I’ve spoken to plenty of people who seem to think they are getting mastery of leadership, only to realise the hard way that they are simply managing a limited number of the skills a little better. Many good leaders become quite effective in certain elements of a role, but in other areas, have clear blind spots and just don’t see what others do. Blind spots are insidious, and also potentially therefore damaging to others.
Sometimes blind spots represent dysfunction in the leader who tries to compensate for past hurt or fails to overcome a weakness. Nevertheless, we all have blind spots. None of us is perfect. Learning to ‘walk with a limp’ is sometimes a necessary part of life, as is walking with others who limp. This can be frustrating but lending our own skills and strengths to compensate for the lack in others, even leaders, can flow from genuine humility to give in a way where you are also then able to receive.
We become that much better ourselves in environments where we don’t critically and judgmentally expect more of others as much as seeking to better them and to support them.

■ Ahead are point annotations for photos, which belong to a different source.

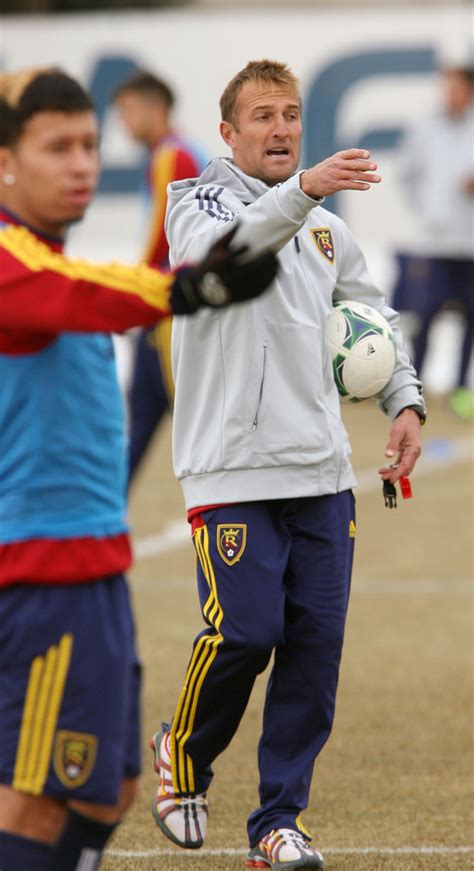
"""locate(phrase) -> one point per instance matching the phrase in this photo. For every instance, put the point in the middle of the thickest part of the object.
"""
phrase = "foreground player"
(145, 104)
(266, 472)
(69, 713)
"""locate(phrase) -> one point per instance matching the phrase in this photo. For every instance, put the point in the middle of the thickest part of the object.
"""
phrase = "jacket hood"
(221, 172)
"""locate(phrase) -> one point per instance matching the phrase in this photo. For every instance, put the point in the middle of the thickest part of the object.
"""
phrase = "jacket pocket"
(284, 406)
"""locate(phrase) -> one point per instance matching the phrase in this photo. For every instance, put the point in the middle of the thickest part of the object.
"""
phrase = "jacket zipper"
(259, 403)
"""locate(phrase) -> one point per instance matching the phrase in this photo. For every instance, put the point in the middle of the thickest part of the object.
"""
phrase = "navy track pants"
(273, 577)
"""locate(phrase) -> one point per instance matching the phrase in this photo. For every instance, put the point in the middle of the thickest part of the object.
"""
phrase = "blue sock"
(23, 854)
(81, 844)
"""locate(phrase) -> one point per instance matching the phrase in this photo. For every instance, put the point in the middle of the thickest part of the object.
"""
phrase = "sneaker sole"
(186, 845)
(305, 864)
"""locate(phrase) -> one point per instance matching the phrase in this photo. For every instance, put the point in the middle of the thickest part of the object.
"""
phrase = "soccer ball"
(362, 348)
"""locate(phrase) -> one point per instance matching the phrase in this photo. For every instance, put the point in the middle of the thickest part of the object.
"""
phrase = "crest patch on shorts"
(323, 239)
(231, 541)
(74, 757)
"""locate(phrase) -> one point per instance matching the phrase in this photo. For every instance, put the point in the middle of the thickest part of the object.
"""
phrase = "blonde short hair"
(269, 71)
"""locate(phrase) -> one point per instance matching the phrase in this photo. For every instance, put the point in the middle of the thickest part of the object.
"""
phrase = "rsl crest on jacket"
(324, 242)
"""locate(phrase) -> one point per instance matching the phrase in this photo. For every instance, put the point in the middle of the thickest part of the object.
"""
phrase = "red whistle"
(405, 487)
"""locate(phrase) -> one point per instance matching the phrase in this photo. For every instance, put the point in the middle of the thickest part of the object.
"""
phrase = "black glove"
(222, 278)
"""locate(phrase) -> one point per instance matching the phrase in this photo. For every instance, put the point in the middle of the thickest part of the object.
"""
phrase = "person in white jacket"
(263, 458)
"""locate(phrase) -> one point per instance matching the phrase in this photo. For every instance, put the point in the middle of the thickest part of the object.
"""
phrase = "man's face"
(457, 90)
(145, 119)
(55, 164)
(266, 134)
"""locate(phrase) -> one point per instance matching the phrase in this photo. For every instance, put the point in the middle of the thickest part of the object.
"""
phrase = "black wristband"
(419, 410)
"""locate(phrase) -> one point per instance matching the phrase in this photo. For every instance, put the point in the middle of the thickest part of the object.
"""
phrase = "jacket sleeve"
(168, 164)
(42, 290)
(208, 211)
(354, 282)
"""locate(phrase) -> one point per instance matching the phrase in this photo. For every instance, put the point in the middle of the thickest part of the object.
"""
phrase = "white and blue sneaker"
(183, 819)
(284, 849)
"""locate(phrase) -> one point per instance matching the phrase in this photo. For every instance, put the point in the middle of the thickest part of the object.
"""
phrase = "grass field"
(393, 787)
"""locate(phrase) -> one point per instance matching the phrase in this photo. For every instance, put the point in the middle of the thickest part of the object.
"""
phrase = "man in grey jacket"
(263, 458)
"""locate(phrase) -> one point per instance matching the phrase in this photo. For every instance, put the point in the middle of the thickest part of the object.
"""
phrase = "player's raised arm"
(42, 290)
(351, 170)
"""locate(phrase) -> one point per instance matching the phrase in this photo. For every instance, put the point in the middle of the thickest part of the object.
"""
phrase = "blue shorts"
(69, 690)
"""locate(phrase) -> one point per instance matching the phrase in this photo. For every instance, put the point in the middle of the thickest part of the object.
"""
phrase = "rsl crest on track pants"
(272, 577)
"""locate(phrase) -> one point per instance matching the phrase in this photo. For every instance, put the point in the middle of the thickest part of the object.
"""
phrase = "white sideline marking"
(340, 851)
(177, 533)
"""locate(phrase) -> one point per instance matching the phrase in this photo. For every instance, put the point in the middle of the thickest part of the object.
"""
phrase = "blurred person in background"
(263, 459)
(145, 104)
(436, 168)
(69, 672)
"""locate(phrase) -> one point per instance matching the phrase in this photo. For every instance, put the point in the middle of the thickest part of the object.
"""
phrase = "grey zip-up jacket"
(256, 412)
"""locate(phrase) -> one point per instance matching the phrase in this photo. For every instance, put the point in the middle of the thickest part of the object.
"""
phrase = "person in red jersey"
(145, 104)
(70, 676)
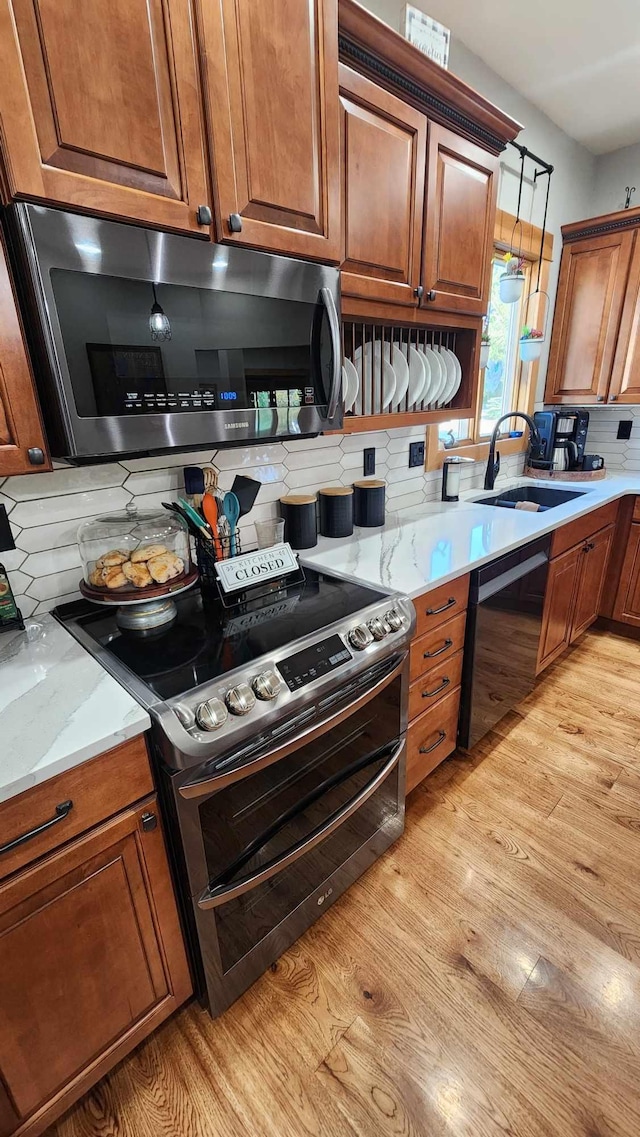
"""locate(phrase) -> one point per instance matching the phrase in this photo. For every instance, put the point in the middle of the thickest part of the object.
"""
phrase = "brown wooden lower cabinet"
(431, 738)
(626, 605)
(91, 960)
(574, 590)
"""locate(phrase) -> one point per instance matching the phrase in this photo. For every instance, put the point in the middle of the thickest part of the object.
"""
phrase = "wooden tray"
(566, 475)
(132, 595)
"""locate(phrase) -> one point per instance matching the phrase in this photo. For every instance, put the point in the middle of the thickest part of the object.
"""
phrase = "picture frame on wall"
(426, 34)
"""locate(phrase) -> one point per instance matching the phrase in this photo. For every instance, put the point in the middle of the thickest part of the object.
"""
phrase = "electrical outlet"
(416, 454)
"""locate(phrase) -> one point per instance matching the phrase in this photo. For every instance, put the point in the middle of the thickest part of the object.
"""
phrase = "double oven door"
(271, 839)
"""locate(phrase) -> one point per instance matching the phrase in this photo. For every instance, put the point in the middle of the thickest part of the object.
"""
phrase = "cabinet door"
(591, 580)
(626, 607)
(21, 426)
(589, 301)
(625, 374)
(272, 99)
(91, 959)
(458, 231)
(100, 107)
(559, 599)
(383, 155)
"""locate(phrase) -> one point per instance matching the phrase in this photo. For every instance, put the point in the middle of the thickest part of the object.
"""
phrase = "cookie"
(109, 559)
(148, 552)
(165, 567)
(114, 577)
(138, 574)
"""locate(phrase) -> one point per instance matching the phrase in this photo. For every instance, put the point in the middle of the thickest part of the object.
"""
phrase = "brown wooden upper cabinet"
(100, 108)
(458, 223)
(593, 356)
(383, 156)
(23, 448)
(271, 93)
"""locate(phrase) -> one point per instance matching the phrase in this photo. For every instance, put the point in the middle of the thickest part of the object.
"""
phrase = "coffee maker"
(563, 438)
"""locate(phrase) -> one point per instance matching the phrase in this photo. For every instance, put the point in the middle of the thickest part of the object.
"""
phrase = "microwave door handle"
(204, 787)
(329, 303)
(214, 897)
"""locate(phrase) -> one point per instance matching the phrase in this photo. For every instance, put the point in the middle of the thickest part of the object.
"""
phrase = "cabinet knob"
(204, 215)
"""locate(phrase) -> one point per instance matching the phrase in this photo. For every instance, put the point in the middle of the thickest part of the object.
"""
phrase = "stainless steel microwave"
(147, 341)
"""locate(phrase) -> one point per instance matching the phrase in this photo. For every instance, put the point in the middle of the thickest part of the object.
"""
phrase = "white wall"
(613, 173)
(574, 166)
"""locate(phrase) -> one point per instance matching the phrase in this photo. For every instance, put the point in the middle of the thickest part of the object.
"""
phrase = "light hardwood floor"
(481, 979)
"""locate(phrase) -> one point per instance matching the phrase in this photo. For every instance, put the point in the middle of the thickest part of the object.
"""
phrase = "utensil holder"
(368, 503)
(206, 556)
(300, 520)
(337, 511)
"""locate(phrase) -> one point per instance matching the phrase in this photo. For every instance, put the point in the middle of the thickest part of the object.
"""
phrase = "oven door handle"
(329, 303)
(202, 788)
(213, 897)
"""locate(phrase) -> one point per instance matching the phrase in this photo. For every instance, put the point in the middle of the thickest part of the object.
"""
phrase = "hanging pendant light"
(158, 323)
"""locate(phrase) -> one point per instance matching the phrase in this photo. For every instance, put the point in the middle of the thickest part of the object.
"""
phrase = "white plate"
(458, 367)
(447, 357)
(350, 384)
(418, 378)
(398, 360)
(438, 376)
(381, 399)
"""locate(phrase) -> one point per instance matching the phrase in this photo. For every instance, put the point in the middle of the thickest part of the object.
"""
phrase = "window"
(505, 384)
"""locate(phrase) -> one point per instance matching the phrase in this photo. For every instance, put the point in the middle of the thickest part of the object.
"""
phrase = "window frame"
(525, 379)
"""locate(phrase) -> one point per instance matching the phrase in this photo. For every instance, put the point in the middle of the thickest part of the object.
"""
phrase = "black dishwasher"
(503, 637)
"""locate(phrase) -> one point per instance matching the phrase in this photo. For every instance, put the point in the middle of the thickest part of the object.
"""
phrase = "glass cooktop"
(207, 640)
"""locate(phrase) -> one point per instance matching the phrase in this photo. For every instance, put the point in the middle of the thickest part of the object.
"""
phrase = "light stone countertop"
(58, 706)
(430, 545)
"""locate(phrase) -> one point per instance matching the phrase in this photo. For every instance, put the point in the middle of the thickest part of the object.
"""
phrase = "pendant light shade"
(158, 323)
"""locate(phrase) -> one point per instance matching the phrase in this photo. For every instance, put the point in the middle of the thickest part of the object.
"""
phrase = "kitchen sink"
(547, 498)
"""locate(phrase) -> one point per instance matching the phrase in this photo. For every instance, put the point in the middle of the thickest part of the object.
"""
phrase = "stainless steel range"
(279, 737)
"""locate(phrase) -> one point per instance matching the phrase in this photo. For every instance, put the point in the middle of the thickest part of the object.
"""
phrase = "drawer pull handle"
(429, 695)
(435, 612)
(446, 646)
(61, 811)
(441, 737)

The reciprocal advantage allows us to shine brighter as we shine together and this is true of work-based teams, sports teams and social teams as much as it is in families where (hopefully) the give and take plays out a little more naturally.
Being blind to our own faults needs the disclosure of others which tends to come through trusting relationships. Fostering such openness and connection needs a willingness to be friendly and caring so that others feel genuinely able to be drawn out. Investing ourselves into relationships sounds costly, but the expense of not doing so may mean more blind spot pain ahead!